How incredible was it? A semi-bogus 10th-grade statistical analysis
>> Monday
Last night during the NFC Championship game, Troy Aikman said something along the lines of, "I don't know if fans grasp how incredible this season by the Patriots has been. I'm not sure that I do."
It got me thinking: Could we assign a theoretical probability to this feat? The answer, I concluded, is, "Probably, but I doubt it's whatever half-assed way you'll come up with." While that's most likely true, it didn't stop me from pursuing that half-assed method.
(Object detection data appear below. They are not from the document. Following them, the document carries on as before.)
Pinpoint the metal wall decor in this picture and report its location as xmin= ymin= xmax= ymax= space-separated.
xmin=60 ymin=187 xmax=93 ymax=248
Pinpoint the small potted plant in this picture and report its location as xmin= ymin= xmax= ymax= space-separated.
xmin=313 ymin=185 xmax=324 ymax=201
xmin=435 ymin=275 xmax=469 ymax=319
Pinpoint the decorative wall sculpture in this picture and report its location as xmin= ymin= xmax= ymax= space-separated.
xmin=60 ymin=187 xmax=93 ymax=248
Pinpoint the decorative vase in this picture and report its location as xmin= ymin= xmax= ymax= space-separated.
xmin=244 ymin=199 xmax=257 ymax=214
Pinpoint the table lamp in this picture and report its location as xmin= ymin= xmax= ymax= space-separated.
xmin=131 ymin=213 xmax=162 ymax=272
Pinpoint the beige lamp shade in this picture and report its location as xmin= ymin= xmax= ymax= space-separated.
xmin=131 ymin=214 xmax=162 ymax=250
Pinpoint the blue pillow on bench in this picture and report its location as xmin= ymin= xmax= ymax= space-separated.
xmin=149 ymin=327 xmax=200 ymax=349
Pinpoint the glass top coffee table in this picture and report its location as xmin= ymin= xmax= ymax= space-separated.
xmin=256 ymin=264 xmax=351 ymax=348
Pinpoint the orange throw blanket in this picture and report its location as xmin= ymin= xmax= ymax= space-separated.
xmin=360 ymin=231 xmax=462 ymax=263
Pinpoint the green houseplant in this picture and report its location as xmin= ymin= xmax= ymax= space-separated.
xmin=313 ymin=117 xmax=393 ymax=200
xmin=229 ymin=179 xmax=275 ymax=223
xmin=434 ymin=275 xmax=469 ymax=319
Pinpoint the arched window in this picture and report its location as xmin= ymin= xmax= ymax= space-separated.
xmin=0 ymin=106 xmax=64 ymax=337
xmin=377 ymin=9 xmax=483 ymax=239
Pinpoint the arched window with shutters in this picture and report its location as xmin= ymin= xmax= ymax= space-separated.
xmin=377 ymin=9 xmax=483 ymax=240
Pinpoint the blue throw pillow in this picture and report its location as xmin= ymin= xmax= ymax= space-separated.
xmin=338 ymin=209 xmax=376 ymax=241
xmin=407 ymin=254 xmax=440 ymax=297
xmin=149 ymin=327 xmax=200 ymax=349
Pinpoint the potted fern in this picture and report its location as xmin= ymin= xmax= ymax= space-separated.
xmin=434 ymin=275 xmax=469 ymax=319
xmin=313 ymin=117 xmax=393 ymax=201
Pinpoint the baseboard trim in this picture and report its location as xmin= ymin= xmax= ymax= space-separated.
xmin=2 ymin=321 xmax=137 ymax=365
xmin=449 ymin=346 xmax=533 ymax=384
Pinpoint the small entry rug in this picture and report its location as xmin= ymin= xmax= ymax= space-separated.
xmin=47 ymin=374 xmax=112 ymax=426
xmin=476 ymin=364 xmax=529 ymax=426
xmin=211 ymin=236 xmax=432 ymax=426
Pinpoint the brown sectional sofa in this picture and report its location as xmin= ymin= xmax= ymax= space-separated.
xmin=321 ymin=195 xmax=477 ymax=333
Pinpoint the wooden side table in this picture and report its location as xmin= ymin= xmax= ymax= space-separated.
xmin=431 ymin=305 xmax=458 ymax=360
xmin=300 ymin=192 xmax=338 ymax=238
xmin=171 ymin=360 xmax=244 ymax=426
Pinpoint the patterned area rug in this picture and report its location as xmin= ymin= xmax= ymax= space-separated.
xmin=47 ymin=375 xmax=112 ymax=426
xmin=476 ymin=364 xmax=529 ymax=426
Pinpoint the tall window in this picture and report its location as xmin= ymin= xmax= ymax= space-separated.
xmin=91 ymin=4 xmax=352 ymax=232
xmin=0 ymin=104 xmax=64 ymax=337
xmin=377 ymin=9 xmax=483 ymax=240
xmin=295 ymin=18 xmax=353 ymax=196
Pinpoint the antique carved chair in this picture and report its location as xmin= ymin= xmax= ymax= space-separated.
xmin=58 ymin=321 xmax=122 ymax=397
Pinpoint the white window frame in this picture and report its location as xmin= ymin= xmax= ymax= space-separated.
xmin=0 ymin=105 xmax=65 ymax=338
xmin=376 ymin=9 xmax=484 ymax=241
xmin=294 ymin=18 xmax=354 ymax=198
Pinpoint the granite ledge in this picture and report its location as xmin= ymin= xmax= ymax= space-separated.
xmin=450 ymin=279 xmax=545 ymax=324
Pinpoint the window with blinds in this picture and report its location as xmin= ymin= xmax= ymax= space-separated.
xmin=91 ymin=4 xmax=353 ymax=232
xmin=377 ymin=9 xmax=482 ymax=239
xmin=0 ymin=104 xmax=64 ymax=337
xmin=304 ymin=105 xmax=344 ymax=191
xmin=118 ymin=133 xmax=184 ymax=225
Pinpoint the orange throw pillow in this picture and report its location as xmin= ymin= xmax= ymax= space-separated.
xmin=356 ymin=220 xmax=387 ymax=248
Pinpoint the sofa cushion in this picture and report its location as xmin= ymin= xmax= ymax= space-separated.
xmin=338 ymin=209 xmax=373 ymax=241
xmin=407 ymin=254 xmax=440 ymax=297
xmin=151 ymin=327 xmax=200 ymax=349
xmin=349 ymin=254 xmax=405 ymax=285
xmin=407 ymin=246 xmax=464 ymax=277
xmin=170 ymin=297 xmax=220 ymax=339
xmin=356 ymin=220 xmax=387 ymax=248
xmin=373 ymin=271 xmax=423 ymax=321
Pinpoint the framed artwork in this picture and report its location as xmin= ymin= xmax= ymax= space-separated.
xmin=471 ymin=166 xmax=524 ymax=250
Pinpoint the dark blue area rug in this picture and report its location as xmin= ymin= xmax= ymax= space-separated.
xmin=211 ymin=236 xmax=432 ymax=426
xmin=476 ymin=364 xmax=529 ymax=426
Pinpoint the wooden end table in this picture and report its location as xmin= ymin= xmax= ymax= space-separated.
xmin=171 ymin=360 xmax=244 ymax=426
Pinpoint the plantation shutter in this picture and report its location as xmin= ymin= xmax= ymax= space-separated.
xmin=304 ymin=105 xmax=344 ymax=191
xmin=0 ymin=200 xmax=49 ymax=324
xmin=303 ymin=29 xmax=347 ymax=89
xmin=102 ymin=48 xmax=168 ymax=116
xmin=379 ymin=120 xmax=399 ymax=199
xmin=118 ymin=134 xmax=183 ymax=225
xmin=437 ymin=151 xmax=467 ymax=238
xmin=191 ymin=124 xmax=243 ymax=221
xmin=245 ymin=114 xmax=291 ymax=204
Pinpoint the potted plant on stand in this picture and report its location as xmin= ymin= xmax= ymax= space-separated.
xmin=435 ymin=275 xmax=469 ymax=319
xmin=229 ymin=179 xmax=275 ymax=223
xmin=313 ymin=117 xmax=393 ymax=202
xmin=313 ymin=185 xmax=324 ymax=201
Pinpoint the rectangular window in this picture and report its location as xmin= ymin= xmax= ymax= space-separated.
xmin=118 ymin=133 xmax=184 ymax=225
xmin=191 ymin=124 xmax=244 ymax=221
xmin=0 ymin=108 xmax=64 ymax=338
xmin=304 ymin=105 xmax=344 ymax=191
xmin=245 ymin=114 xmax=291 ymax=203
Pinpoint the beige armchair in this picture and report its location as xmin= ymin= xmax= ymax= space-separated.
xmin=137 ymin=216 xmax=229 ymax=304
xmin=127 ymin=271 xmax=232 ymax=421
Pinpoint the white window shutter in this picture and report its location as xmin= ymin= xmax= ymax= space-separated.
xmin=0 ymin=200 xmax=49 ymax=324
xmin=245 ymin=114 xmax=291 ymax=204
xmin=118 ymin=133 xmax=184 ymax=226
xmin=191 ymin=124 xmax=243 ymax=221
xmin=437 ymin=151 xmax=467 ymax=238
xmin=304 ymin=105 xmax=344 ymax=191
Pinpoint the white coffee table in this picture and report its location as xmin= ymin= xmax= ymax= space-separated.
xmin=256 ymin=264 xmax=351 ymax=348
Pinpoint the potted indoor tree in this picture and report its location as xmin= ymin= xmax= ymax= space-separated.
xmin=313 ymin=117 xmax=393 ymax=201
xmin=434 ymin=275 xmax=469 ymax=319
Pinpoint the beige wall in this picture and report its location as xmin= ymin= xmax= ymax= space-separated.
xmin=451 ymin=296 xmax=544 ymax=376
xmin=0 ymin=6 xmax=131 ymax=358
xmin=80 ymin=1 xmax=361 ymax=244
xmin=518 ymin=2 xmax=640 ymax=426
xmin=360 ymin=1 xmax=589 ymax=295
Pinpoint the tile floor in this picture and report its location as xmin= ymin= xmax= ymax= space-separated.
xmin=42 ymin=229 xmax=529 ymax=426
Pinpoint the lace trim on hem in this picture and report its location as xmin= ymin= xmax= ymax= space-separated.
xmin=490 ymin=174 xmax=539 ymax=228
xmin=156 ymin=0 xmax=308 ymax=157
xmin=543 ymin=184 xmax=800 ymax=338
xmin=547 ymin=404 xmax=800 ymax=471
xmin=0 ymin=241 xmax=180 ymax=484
My thinking was that if we treated NFL team win totals from the last fifteen years (arbitrary round number within the salary cap era) as a standard distribution, we could just base the probability on the Z-score for 16 wins. This is problematic for a few reasons: 1) A normal distribution shouldn't have such a limited number of discrete values; 2) a normal distribution should not have reachable limits (i.e. 0 wins and 16 wins); 3) using a normal distribution assumes win totals less than zero and greater than 16 are possible; 4) this is not a normal distribution, but it's not horribly bad either:
Over the last fifteen years, the standard deviation for NFL team wins was 2.96 and has not varied much from year-to-year or decreased because of the salary cap / revenue sharing.
So what does this caveat-loaded analysis tell us? 16 wins represents a Z-score of 2.70, or a probability of 0.35%, or about 1 in 285 NFL team seasons. Divide by 32 teams, and you get about a one-in-nine year event. Again, though, this is actually the probability of a team winning 16 or more games because I don't know enough about statistics to account for a reachable upper-limit, nor do I know how much this flaw distorts the result.
So Troy, the answer to your question is, I don't know, and I was probably the wrong guy to ask.
2 comments:
Tell me this much, stat geek. How incredible was the Dolphins' season this year?
The 0-16 Lions just made Troy Aikman's head explode.